Far too often shooters and gun owners accept gun shop gossip or “my buddy told me” information as fact—this is often true when it comes to sound suppressors for firearms. Before we jump into a discussion of hardware, we need to dispel some rumors and distortions. Distortion #1: “Silencers are illegal for citizens to own.” This is usually offered as a blanket statement, but the fact is that in a solid majority of the 50 states, a citizen can indeed own a firearms suppressor. To determine the laws in your state you will need to conduct your own research. An excellent resource is nraila.org/gunlaws.

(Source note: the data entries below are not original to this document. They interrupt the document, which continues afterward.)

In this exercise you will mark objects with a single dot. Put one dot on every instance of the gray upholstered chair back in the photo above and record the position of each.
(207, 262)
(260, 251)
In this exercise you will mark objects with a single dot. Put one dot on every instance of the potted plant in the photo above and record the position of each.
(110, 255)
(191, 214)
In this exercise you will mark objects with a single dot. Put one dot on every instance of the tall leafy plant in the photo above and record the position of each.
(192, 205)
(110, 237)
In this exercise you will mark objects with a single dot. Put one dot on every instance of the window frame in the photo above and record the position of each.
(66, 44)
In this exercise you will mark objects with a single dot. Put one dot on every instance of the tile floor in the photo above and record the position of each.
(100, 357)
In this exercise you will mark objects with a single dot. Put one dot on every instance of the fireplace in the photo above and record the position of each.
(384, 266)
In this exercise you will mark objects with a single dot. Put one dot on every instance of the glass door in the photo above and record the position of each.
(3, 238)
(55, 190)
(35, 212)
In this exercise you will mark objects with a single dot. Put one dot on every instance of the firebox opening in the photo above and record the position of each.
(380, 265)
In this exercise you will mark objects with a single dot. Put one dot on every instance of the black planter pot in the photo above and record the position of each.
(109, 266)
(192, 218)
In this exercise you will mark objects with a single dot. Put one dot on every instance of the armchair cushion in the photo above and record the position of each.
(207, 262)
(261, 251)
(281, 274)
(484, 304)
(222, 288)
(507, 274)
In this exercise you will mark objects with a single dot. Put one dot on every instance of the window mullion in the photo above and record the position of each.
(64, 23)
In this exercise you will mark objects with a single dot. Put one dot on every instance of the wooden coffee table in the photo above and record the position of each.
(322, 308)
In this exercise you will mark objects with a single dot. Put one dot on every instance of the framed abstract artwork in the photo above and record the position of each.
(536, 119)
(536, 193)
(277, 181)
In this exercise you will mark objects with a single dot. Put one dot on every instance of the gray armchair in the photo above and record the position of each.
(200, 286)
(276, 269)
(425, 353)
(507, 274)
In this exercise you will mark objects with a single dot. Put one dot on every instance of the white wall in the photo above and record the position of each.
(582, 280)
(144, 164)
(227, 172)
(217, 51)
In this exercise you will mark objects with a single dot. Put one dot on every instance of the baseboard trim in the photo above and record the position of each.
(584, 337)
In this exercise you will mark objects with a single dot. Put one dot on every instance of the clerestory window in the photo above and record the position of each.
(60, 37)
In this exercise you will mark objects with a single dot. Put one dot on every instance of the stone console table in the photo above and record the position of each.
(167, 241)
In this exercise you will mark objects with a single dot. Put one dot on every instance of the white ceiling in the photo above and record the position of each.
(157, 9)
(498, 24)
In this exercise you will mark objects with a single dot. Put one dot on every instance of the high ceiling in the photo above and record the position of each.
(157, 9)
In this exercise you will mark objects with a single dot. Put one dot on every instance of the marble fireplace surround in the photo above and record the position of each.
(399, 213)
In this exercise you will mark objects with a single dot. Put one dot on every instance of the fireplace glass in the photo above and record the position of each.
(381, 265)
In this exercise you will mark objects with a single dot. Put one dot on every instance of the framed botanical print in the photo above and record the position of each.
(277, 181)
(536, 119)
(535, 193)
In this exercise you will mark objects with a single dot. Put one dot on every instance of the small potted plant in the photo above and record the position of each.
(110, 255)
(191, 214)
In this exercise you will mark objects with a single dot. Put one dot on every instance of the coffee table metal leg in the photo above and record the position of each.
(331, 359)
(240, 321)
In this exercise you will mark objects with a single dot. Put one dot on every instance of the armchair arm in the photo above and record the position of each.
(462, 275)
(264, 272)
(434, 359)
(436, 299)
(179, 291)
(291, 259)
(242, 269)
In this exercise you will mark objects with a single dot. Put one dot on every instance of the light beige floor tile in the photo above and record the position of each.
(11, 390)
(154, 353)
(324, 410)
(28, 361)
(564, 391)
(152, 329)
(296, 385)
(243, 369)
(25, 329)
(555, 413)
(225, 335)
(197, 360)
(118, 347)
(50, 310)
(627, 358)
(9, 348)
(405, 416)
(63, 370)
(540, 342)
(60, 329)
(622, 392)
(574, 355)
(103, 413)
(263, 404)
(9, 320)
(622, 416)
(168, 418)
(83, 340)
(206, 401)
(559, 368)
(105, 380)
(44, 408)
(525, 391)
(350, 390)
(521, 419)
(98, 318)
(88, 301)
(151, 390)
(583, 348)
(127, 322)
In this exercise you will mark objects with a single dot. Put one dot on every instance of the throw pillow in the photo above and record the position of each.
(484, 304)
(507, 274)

The Ruger 22/45 TB offers users a threaded muzzle ideal for accepting a suppressor. Note the knurled thread protector. It is shown equipped with a Sig Sauer Mini Red Dot Sight and a LaserMax Uni-Max Micro red laser.

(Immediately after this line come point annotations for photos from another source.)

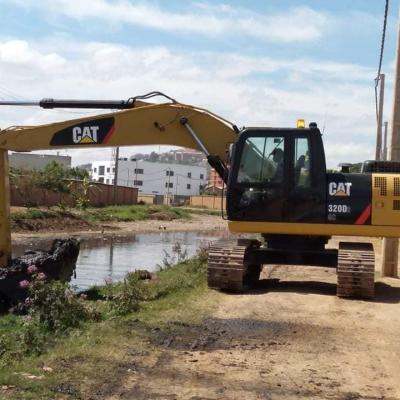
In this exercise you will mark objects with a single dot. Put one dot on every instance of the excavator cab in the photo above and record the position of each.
(277, 175)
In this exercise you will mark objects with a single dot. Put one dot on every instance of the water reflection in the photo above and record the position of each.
(112, 258)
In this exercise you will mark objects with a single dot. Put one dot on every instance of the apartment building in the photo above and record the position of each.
(153, 177)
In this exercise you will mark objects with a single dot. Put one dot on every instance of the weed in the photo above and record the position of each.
(56, 307)
(125, 297)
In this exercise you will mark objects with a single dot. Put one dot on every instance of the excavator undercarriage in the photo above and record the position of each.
(237, 267)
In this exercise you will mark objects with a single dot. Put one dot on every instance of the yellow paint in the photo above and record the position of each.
(5, 232)
(313, 229)
(385, 192)
(151, 124)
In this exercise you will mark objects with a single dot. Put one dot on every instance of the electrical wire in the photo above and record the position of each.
(377, 79)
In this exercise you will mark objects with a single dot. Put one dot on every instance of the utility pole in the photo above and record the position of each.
(116, 176)
(169, 180)
(378, 152)
(390, 246)
(384, 150)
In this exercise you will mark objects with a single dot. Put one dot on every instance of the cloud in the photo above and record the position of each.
(249, 91)
(297, 24)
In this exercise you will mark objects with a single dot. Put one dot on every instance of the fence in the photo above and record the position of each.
(99, 194)
(207, 202)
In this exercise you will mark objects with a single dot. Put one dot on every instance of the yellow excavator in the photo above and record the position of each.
(276, 180)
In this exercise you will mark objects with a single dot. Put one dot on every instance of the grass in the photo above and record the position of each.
(135, 213)
(98, 350)
(107, 214)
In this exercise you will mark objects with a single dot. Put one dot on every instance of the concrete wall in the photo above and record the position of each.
(37, 161)
(213, 202)
(99, 195)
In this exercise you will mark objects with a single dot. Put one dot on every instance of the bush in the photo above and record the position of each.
(55, 307)
(125, 297)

Distortion #2: “I’ve thought about getting a suppressor, but the paperwork process is too difficult.” You actually have to complete far more paperwork to purchase a car than you do a suppressor. You will indeed have to go through a Class III licensed dealer to purchase a sound suppressor. Any dealer licensed to sell suppressors will be able to walk you through the appropriate paperwork, called a “Form 4”—that’s their job.

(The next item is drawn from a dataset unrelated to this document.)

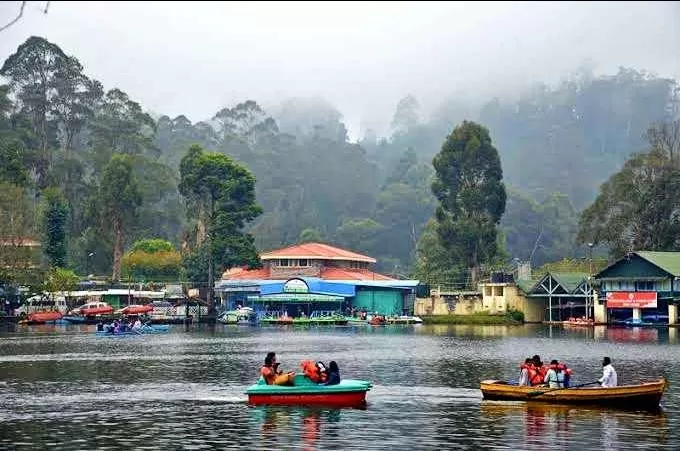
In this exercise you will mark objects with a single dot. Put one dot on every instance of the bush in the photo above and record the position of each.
(515, 315)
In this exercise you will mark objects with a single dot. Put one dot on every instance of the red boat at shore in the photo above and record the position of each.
(136, 309)
(41, 317)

There is little doubt that William B. Ruger set the bar for .22 LR pistols when he introduced the world to his MK I pistol. In the decades that followed its release, the Ruger MK I underwent numerous upgrades and improvements—including the redesigned frame, dubbed the 22/45. This year Ruger has introduced two new models of the 22/45 with factory threaded barrels to accept sound suppressors; Model 10149 and 10150. The 10150 model has fixed sights, while the 10149 includes Picatinny rails both atop the frame and fixed below the bull barrel. For this review, I examined the Model 10149.